In January 2016, the FASB issued new guidance (ASU 2016-01, Financial Instruments-Overall: Recognition and Measurement of Financial Assets and Financial Liabilities) on the recognition and measurement of financial instruments. The new guidance is effective for fiscal years beginning after December 15, 2017, including interim periods within those fiscal years. Early adoption is permitted for the instrument-specific credit risk provision. The new guidance changes the current accounting guidance related to (i) the classification and measurement of certain equity investments, (ii) the presentation of changes in the fair value of financial liabilities measured under the fair value option (“FVO”) that are due to instrument-specific credit risk, and (iii) certain disclosures associated with the fair value of financial instruments. Additionally, there will no longer be a requirement to assess equity securities for impairment since such securities will be measured at fair value through net income. The Company has assessed the population of financial instruments that are subject to the new guidance and has determined that the most significant impact will be the requirement to report changes in fair value in net income each reporting period for all equity securities currently classified as available-for-sale (“AFS”) and to a lesser extent, the elimination of the cost method of accounting for equity method investments. The Company had approximately $195 million of equity securities and $42 million of partnerships and joint ventures accounted for under the cost method as of September 30, 2017 that will be subject to the new guidance. The Company is continuing to evaluate the impact of this guidance on its consolidated financial statements.

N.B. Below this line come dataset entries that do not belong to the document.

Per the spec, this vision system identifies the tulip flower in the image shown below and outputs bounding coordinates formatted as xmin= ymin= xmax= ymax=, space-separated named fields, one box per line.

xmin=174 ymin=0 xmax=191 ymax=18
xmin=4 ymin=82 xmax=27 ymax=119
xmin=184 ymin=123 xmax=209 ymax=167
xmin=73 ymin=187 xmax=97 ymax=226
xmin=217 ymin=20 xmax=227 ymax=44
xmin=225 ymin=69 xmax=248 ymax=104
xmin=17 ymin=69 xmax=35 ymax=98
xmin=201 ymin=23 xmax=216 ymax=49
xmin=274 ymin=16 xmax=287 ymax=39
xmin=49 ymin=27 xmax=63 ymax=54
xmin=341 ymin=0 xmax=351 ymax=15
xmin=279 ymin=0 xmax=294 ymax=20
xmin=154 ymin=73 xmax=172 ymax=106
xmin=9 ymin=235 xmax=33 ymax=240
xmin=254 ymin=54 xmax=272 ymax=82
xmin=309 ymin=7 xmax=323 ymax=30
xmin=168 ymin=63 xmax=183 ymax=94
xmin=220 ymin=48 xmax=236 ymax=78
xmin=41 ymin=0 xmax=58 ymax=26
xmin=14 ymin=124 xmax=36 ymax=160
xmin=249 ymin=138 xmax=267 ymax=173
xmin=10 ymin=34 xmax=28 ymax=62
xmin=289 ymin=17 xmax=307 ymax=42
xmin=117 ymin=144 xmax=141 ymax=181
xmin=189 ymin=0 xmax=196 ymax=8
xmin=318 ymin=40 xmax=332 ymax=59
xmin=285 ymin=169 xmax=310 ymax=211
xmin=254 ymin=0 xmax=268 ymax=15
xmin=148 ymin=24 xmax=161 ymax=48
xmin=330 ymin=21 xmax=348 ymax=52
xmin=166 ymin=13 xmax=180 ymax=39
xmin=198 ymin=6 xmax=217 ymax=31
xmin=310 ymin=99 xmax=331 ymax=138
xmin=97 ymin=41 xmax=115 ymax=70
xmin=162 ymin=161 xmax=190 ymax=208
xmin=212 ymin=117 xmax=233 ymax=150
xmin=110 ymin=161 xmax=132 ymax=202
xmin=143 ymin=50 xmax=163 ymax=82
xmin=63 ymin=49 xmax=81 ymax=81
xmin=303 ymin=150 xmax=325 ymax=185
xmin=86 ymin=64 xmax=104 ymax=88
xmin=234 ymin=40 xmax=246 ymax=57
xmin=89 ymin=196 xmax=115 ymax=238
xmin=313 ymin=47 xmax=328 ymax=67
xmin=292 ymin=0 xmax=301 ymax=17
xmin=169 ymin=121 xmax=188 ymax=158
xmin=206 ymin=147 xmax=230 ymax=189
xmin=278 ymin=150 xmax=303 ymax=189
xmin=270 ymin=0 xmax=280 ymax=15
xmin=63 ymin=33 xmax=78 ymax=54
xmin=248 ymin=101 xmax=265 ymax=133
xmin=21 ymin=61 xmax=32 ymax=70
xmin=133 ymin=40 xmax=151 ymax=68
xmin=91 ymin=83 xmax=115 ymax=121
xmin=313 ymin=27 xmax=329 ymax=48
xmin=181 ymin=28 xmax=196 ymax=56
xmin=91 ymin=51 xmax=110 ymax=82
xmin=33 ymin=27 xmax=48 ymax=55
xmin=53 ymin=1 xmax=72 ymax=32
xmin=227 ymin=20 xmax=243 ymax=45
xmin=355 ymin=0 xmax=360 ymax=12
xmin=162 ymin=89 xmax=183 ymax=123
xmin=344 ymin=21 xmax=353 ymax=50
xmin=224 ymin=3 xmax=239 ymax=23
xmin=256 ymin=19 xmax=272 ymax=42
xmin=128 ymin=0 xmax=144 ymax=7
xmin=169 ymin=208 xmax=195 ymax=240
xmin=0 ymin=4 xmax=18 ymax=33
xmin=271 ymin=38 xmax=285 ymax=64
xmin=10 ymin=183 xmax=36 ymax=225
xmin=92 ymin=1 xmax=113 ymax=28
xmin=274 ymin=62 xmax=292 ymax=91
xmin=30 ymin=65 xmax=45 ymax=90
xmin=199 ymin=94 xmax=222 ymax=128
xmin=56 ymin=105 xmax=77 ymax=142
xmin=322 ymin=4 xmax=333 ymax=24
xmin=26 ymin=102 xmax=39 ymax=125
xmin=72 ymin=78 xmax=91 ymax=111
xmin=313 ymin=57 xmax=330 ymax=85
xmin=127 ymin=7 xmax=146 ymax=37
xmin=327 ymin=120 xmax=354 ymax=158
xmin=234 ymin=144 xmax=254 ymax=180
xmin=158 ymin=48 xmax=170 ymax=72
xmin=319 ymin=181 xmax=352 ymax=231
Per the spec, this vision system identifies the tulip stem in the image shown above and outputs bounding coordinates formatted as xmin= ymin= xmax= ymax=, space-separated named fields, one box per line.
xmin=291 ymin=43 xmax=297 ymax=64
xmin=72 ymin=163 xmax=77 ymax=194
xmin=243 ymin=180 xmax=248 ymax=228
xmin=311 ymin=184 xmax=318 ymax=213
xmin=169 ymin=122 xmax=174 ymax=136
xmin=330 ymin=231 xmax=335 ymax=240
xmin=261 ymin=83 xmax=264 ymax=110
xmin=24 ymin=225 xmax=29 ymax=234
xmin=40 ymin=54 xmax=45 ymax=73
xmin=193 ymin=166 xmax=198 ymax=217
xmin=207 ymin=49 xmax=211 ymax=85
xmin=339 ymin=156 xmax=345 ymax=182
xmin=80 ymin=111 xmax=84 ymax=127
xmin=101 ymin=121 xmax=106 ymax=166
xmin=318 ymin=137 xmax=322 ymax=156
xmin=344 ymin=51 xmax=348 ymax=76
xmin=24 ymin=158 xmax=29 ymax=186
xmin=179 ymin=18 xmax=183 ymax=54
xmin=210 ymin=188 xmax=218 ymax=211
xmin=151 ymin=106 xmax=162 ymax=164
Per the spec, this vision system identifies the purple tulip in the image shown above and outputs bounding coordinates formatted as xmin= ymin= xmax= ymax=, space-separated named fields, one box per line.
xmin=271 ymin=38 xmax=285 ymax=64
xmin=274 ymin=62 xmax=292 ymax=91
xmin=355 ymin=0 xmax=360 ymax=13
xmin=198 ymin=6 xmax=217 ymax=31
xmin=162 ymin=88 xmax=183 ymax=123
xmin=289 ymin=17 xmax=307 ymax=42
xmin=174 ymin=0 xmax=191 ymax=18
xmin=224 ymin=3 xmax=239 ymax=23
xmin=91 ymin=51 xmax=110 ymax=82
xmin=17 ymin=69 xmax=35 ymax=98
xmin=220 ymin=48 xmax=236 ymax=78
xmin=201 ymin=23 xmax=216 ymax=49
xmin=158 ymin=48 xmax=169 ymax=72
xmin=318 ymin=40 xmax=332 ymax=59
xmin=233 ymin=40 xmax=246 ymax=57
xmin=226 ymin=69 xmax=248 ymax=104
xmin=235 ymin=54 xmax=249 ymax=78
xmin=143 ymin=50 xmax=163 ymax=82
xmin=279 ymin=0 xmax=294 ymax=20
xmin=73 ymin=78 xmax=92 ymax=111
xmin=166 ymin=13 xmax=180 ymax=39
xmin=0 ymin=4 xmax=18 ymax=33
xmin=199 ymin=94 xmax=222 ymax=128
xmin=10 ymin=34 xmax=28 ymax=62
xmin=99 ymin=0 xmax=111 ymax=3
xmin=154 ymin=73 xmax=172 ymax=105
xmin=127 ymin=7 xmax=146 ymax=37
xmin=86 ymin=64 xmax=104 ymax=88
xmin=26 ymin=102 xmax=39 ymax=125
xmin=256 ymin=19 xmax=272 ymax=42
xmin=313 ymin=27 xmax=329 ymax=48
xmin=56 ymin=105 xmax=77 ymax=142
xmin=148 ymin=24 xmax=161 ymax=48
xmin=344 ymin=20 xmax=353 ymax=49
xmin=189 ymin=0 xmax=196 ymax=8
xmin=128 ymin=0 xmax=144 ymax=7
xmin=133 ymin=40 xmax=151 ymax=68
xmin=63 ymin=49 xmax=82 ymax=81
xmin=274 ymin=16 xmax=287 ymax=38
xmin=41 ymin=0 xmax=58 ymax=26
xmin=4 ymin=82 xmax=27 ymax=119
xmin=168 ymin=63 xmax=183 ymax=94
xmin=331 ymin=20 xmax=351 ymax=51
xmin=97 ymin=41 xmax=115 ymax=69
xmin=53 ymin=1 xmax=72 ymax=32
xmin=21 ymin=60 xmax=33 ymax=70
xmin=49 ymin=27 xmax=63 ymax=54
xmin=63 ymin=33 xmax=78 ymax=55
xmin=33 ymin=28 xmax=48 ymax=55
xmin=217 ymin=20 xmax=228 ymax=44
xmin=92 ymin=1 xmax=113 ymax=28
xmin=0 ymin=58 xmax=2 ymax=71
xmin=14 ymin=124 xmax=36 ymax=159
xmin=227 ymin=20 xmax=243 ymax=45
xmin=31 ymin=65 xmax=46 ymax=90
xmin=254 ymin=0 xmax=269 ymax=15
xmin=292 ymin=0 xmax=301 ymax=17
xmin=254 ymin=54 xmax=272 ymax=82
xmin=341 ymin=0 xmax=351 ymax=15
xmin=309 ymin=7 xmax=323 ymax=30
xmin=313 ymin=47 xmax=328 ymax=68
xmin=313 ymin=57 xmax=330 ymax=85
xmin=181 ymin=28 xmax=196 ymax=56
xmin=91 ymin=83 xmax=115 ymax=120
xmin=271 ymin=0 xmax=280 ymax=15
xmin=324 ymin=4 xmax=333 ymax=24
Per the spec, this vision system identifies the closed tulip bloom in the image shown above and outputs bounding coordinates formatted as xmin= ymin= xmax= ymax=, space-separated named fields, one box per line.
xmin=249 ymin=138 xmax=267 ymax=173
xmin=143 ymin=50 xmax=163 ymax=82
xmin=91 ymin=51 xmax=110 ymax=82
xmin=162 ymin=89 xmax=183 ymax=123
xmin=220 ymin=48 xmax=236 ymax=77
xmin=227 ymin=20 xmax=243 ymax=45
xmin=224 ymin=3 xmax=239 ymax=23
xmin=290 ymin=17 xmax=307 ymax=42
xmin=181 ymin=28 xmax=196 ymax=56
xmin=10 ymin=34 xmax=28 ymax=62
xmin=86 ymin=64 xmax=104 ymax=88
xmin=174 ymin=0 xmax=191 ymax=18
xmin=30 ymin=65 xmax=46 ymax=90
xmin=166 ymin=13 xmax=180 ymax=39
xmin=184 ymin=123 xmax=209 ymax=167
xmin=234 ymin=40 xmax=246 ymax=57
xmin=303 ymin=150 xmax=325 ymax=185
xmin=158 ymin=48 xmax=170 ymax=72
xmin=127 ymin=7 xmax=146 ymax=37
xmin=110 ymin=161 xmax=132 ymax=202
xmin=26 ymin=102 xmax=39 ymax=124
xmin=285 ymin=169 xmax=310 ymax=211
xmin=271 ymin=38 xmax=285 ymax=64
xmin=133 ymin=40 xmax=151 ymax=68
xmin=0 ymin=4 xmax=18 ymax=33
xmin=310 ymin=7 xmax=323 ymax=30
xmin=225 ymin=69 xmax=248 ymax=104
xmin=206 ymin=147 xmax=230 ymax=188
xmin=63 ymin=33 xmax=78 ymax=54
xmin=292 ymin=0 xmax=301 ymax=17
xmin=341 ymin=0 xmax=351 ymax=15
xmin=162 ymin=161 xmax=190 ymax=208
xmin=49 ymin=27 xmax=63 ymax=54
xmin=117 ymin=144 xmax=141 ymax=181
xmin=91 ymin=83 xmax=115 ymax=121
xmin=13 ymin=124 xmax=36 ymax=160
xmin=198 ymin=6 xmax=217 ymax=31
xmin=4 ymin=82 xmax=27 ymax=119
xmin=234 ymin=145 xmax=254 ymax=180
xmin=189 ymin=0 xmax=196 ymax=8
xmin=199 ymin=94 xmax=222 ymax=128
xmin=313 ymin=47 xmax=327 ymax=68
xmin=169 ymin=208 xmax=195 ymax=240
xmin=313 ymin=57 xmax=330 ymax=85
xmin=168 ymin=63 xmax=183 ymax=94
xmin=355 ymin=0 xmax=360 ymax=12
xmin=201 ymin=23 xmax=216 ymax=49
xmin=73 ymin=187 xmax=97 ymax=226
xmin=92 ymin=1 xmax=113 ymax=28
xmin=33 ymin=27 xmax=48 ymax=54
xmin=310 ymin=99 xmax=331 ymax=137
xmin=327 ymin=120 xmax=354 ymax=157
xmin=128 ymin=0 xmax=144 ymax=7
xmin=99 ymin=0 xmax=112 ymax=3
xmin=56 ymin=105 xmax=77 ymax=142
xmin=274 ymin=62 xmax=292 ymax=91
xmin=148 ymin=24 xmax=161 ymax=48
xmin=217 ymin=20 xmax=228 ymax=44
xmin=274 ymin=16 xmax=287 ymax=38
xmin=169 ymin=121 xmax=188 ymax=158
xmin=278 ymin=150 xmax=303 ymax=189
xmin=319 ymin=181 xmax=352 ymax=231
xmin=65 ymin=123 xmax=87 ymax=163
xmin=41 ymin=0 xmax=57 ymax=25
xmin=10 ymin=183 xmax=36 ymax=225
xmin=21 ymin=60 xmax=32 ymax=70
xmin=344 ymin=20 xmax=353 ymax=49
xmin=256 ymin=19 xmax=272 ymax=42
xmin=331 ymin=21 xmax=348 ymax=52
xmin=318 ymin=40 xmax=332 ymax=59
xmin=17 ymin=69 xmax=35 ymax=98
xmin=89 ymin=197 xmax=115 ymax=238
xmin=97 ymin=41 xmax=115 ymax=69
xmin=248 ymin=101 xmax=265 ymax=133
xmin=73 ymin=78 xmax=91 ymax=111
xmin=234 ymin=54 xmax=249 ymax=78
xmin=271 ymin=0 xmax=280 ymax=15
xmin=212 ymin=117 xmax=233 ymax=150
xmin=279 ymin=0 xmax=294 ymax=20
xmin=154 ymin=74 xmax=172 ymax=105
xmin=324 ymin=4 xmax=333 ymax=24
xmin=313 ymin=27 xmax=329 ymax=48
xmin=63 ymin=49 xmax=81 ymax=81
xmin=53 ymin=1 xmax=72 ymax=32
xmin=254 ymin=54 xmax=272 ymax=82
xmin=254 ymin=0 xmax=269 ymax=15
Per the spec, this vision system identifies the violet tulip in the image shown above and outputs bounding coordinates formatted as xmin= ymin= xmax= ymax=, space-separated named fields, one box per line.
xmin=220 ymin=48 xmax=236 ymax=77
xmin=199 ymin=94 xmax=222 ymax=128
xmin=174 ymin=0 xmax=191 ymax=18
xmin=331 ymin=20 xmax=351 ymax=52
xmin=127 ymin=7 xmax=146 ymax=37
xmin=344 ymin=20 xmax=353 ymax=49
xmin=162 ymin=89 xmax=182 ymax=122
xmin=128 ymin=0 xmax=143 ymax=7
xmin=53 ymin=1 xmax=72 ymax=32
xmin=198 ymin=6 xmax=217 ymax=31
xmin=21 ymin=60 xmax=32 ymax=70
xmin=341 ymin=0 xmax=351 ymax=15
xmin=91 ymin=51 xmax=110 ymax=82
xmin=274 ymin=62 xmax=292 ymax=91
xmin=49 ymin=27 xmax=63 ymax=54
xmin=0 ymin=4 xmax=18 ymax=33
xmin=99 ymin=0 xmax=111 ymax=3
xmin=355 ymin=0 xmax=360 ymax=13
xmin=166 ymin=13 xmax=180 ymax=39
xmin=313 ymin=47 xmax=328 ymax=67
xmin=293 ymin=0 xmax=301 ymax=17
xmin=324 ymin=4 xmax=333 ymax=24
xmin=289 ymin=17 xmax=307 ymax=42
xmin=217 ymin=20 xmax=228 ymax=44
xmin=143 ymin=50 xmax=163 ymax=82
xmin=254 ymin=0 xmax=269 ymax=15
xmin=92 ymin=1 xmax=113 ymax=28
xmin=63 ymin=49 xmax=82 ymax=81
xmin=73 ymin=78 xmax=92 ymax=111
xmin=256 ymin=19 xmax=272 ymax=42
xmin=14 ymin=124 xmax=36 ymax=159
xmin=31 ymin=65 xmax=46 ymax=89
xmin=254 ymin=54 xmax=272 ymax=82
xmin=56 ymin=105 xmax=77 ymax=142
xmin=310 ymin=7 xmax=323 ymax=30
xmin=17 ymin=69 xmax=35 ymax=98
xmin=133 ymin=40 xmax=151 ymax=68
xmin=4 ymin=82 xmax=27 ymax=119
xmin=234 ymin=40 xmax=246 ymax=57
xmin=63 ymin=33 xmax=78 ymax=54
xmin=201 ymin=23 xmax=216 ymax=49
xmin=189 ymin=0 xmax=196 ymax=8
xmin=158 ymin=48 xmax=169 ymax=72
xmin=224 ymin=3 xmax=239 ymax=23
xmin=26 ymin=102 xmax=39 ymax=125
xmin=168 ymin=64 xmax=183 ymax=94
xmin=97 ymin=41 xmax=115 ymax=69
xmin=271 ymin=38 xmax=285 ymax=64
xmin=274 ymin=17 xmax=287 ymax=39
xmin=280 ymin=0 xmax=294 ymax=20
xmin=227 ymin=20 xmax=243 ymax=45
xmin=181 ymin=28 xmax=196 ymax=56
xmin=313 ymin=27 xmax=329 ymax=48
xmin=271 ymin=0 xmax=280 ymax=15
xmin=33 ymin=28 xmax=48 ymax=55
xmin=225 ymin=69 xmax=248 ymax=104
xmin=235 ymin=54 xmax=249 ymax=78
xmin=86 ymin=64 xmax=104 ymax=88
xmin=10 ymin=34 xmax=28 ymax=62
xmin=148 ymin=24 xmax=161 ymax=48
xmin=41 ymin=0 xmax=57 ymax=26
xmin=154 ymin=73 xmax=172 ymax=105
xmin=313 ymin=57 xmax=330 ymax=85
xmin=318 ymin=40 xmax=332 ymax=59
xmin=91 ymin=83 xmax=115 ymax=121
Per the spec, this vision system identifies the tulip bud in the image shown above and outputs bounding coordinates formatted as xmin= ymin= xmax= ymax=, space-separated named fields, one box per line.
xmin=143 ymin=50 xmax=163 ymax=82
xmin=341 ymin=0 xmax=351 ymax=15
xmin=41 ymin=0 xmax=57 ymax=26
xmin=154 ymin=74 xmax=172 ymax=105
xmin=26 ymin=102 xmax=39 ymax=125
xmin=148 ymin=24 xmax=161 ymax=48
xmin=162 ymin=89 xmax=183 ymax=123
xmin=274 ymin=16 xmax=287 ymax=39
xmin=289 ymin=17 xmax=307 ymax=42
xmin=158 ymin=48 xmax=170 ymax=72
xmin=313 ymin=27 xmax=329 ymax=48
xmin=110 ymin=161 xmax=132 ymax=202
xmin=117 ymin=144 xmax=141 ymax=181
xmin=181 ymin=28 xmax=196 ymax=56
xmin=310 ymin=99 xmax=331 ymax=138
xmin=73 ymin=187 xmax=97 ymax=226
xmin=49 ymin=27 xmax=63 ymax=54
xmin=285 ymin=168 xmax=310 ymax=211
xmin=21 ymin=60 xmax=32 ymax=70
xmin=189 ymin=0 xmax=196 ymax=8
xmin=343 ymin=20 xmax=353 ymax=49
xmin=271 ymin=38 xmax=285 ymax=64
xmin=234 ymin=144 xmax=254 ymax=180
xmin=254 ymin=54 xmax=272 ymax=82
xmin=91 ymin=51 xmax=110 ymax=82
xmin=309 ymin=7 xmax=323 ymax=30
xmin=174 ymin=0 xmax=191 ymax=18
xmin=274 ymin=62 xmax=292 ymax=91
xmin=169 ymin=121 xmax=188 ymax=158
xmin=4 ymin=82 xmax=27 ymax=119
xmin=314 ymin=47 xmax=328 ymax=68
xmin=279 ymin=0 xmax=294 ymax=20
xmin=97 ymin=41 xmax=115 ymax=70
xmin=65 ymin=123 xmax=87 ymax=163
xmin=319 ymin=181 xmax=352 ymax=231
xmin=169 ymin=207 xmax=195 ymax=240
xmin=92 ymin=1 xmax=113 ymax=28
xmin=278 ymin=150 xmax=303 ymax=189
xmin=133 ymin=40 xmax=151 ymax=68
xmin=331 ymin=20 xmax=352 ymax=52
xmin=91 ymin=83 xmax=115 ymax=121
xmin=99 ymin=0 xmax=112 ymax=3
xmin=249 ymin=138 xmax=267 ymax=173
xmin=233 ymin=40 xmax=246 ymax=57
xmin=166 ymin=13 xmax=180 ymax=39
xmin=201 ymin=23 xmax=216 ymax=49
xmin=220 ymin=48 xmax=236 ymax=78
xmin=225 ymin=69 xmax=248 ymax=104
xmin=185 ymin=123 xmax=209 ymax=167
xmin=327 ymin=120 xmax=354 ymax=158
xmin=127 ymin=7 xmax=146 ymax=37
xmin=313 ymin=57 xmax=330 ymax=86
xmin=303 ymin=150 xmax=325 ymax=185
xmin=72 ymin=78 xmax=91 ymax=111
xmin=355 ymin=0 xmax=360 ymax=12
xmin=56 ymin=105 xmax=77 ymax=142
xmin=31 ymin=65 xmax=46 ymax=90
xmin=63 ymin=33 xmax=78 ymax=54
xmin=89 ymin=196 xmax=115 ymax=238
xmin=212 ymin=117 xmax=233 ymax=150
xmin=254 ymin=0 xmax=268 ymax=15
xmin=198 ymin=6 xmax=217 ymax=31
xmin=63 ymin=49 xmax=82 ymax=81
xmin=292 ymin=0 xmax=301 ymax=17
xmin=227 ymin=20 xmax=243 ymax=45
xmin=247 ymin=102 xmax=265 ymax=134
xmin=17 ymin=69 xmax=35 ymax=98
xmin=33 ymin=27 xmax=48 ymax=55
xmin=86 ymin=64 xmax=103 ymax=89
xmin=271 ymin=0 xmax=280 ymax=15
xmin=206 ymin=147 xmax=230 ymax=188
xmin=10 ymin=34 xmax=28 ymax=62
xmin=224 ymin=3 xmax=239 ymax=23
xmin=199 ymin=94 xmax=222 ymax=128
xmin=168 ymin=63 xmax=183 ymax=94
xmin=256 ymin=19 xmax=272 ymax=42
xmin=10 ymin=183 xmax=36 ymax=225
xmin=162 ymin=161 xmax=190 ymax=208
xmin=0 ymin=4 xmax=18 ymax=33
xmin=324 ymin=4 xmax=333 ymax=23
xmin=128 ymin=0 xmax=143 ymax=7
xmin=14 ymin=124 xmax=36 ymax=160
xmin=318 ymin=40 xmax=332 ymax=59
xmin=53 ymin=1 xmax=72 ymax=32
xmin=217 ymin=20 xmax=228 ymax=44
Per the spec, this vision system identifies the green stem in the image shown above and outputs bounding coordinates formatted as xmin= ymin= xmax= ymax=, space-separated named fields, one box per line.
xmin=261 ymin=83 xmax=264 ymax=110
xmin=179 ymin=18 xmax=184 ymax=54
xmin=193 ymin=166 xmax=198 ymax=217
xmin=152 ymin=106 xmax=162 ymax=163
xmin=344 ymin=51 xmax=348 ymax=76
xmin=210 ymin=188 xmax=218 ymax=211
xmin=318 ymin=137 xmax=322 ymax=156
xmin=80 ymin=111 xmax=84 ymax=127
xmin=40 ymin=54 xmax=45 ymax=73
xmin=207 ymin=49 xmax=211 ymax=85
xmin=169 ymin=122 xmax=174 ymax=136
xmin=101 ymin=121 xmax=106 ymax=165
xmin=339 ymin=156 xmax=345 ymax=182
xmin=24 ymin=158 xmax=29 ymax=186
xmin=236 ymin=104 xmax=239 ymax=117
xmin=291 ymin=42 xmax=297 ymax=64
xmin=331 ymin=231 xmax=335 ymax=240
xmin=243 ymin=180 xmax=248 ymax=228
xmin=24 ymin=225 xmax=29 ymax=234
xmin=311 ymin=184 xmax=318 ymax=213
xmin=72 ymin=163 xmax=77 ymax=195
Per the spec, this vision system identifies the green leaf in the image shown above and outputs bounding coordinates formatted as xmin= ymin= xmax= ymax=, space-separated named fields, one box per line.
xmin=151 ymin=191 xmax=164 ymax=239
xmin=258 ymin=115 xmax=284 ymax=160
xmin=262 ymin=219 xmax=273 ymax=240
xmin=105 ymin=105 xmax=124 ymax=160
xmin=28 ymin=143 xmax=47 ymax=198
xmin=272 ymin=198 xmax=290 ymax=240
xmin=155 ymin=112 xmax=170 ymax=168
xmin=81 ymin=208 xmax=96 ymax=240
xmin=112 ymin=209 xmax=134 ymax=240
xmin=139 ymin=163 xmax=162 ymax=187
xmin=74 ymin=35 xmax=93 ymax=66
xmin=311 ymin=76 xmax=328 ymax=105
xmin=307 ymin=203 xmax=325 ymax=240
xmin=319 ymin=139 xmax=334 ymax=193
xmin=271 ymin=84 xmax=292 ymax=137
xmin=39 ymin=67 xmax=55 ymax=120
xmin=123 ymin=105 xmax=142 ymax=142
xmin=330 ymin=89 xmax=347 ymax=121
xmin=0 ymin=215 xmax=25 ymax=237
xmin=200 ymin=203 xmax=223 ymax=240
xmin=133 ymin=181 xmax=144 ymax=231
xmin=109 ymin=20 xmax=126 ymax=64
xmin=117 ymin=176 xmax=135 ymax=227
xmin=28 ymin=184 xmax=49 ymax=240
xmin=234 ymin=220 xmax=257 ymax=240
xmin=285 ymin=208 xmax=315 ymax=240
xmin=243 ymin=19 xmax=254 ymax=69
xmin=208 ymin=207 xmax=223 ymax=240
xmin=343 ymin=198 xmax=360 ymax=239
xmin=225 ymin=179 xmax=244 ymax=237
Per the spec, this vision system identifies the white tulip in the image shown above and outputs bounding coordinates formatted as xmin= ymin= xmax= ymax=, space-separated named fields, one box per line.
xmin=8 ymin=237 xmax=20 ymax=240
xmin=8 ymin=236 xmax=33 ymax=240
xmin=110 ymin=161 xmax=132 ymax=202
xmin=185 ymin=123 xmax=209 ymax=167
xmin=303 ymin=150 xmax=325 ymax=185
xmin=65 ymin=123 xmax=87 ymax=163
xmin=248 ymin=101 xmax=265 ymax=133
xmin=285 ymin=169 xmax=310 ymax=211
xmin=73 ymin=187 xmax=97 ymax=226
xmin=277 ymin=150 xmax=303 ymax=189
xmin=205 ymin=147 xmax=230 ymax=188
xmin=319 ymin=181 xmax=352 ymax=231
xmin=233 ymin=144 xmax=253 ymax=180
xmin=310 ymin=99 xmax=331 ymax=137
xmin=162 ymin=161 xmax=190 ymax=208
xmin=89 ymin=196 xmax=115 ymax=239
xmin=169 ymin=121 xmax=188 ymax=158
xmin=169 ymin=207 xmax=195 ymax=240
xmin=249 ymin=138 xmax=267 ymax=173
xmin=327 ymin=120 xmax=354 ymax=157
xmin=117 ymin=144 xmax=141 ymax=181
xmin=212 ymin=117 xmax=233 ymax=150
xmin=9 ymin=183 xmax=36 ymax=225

In May 2014, the FASB issued a comprehensive new revenue recognition standard (ASU 2014‑09, Revenue from Contracts with Customers (Topic 606)), effective for fiscal years beginning after December 15, 2017 and interim periods within those years. The guidance may be applied retrospectively for all periods presented or retrospectively with a cumulative-effect adjustment at the date of adoption. The new guidance will supersede nearly all existing revenue recognition guidance under U.S. GAAP; however, it will not impact the accounting for insurance and investment contracts within the scope of Financial Services insurance (Topic 944), leases, financial instruments and guarantees. For those contracts that are impacted, the guidance will require an entity to recognize revenue upon the transfer of promised goods or services to customers in an amount that reflects the consideration to which the entity expects to be entitled, in exchange for those goods or services. The adoption of this guidance will not have a material impact on the Company’s consolidated financial statements.